Of these, the only athletes that will be under pressure to perform will be the quartet from track and field events. It will however be a different matter altogether for Ruele, who is still considered a developmental athlete.
Commenting on the issue, the Botswana National Olympic Committee (BNOC) Chief Executive Officer (CEO), Tuelo Serufho said the committee and its affiliates will have to sit down and revise whether the target of six Olympic medals by the year 2016 is still feasible.
Speaking in an interview, the BNOC CEO said while the committee still aspires to reach the target, it will not make rash decisions like sending a large contingent to the games hoping for more medals.
“We will still adopt the same criteria we used for the London 2012 Games and send only athletes who meet the qualifying standards of the games. We have always said we will value quality over quantity and this is what we will continue doing,” the BNOC CEO said.
Serufho said the number of athletes going to the Rio 2016 will solely depend on the number of athletes meeting the qualifying standards, adding that even if they get a large number of athletes who qualify, they will be in the team.

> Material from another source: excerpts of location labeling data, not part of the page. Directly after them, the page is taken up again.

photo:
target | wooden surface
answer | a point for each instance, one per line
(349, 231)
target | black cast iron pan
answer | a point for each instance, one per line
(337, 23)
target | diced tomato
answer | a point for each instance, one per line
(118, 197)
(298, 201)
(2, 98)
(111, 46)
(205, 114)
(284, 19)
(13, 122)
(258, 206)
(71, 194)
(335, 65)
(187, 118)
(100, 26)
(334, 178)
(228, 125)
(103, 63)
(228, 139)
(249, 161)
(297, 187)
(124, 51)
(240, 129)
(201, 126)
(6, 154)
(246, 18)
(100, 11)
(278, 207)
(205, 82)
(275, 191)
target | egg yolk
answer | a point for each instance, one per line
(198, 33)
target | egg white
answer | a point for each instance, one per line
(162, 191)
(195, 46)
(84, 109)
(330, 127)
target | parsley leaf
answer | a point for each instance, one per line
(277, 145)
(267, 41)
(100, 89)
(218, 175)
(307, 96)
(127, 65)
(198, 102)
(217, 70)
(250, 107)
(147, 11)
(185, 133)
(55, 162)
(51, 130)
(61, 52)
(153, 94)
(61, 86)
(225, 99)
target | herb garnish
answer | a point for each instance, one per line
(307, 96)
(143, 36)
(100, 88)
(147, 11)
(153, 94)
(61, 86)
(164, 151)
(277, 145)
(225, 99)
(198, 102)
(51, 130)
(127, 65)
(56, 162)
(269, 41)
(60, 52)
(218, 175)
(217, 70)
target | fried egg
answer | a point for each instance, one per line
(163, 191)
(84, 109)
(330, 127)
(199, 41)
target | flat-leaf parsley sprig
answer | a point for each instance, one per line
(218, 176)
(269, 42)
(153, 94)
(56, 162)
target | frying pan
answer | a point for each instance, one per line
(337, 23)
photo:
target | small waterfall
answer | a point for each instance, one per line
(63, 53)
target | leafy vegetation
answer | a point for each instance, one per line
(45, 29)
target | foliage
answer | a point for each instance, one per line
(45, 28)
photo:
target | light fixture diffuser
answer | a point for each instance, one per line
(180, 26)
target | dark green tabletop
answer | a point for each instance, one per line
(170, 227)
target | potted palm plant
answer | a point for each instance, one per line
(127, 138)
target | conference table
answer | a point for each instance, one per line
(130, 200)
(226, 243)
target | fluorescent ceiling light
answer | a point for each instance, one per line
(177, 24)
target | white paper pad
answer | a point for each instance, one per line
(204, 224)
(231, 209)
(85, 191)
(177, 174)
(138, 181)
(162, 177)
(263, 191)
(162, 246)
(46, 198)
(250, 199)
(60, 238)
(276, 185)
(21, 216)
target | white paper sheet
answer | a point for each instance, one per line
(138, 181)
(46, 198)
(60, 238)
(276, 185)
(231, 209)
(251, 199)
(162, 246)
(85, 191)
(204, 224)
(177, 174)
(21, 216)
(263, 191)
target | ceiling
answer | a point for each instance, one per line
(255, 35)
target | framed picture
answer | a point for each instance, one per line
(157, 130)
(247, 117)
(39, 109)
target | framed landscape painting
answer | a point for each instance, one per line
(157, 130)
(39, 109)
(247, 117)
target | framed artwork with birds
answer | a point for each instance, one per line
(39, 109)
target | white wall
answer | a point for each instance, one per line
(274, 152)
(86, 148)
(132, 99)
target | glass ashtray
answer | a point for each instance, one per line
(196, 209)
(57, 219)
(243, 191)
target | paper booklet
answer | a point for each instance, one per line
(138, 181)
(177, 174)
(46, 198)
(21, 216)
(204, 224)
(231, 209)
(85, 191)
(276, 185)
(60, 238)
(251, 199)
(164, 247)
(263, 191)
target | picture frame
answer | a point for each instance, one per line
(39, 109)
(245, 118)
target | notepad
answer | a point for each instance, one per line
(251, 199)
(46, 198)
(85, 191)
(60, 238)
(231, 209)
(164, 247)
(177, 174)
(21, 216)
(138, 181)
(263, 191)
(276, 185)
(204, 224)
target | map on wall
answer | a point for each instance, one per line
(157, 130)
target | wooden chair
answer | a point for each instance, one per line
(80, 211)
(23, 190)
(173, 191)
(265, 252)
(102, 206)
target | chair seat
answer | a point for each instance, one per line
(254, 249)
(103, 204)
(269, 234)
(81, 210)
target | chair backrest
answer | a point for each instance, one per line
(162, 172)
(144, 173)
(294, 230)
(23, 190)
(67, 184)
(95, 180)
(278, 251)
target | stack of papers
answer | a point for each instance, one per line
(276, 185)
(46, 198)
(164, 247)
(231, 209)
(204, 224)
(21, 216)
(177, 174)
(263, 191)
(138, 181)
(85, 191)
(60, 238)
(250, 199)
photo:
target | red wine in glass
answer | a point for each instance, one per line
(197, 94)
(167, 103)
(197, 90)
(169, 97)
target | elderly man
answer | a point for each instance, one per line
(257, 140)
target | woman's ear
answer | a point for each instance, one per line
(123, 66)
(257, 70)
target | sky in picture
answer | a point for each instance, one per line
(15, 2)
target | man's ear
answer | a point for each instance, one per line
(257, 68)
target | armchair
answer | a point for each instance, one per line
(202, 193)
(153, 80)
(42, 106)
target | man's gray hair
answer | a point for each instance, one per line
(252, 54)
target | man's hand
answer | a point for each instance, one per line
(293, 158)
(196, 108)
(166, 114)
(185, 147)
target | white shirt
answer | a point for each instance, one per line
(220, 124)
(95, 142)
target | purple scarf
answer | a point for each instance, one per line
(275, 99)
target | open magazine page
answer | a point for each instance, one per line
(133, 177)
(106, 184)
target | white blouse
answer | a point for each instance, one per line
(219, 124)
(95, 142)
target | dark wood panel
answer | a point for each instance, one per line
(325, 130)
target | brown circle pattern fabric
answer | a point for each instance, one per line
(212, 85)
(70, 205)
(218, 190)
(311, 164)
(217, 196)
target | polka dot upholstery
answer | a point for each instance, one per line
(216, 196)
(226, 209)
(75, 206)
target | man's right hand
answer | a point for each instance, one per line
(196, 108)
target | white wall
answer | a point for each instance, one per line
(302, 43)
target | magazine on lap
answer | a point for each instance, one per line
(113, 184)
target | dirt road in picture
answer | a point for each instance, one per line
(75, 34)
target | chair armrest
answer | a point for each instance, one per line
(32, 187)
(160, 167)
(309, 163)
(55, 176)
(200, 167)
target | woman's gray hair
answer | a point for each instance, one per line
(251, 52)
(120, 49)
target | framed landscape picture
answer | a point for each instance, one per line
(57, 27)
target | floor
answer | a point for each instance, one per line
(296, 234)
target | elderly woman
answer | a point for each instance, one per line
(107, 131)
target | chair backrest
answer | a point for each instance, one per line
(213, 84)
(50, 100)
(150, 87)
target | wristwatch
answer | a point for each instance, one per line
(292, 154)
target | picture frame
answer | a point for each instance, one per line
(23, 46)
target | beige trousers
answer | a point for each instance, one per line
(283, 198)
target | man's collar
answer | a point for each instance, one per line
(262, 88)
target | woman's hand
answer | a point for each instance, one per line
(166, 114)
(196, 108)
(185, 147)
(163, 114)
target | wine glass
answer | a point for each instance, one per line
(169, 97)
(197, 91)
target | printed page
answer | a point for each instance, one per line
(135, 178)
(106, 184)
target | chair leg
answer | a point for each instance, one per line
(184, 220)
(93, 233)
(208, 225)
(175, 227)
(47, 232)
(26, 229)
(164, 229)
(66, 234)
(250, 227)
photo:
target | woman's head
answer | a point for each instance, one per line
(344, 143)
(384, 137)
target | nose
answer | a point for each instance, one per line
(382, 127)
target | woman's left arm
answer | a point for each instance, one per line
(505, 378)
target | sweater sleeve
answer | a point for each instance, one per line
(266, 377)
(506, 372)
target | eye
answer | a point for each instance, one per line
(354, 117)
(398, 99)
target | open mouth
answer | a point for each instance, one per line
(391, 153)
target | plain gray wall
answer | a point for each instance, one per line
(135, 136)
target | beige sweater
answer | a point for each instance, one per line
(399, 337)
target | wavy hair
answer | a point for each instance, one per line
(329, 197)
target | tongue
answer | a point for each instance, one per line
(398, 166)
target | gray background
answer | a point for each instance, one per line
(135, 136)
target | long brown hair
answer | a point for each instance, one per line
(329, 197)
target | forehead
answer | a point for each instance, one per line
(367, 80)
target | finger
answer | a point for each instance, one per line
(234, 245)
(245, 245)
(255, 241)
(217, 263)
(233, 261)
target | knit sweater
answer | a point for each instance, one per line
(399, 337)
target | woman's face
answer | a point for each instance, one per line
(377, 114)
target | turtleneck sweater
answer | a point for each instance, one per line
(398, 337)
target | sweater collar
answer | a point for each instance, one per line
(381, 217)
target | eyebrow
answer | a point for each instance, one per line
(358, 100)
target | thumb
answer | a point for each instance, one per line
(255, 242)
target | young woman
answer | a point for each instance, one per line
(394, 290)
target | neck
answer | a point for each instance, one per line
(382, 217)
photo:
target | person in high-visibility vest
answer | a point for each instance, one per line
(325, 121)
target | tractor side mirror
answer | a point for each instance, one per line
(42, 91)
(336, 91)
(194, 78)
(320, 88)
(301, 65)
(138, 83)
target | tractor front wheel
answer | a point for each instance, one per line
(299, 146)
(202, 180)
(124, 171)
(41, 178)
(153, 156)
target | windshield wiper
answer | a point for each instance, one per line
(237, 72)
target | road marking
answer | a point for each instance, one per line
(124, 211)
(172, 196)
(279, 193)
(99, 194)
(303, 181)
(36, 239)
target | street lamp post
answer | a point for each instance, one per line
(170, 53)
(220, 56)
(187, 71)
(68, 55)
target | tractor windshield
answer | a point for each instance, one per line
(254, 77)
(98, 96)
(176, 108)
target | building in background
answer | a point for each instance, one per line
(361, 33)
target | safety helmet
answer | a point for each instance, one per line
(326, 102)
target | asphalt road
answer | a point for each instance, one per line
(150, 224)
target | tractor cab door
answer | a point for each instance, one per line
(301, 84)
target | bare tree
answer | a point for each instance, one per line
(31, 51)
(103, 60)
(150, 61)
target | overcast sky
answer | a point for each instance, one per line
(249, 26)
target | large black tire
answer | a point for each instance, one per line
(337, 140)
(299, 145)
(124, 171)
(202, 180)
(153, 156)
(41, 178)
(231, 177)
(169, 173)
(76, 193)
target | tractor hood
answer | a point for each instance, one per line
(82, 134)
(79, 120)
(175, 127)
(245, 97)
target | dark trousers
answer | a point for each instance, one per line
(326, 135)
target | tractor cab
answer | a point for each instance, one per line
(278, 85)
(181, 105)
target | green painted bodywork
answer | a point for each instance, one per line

To ensure that a good number of local athletes qualify, the BNOC CEO said the committee has been busy helping to solicit sponsorships for athletes showing capability of qualifying.
“Aside from the above mentioned five athletes who have won themselves fully paid scholarships from the Olympic Solidarity, we also continue to solicit sponsors for our other athletes who could not get the Olympic Solidarity scholarships. Some of them have now received help from the continental grant and we still trying to find ways to help others who cannot get these scholarships,” Serufho explained.
According to the BNOC CEO, among athletes benefitting from the continental grants are emerging track stars Baboloki Thebe and Karabo Sibanda. The two athletes have represented the country at both the Africa Youth Games as well the Nanjing Youth Olympics and are seen as the future of Botswana athletics.
He said where possible, the BNOC, together with affiliates like the Botswana Athletics Association (BAA) are trying to find ways in which athletes not on grants can still get necessary training to push them to do better and have a chance of qualifying. “We and the BAA are currently trying to find ways in which we can try to extend the coaching services offered to some of our athletes on sponsorships to cover athletes who are not on scholarships. Where coaches are found for athletes on scholarships, we want to avail funds for them (the coaches) to also include other athletes not on scholarships,” the BNOC CEO explained.
He said the plan is to find a qualified coach to help train local athletes on permanent basis.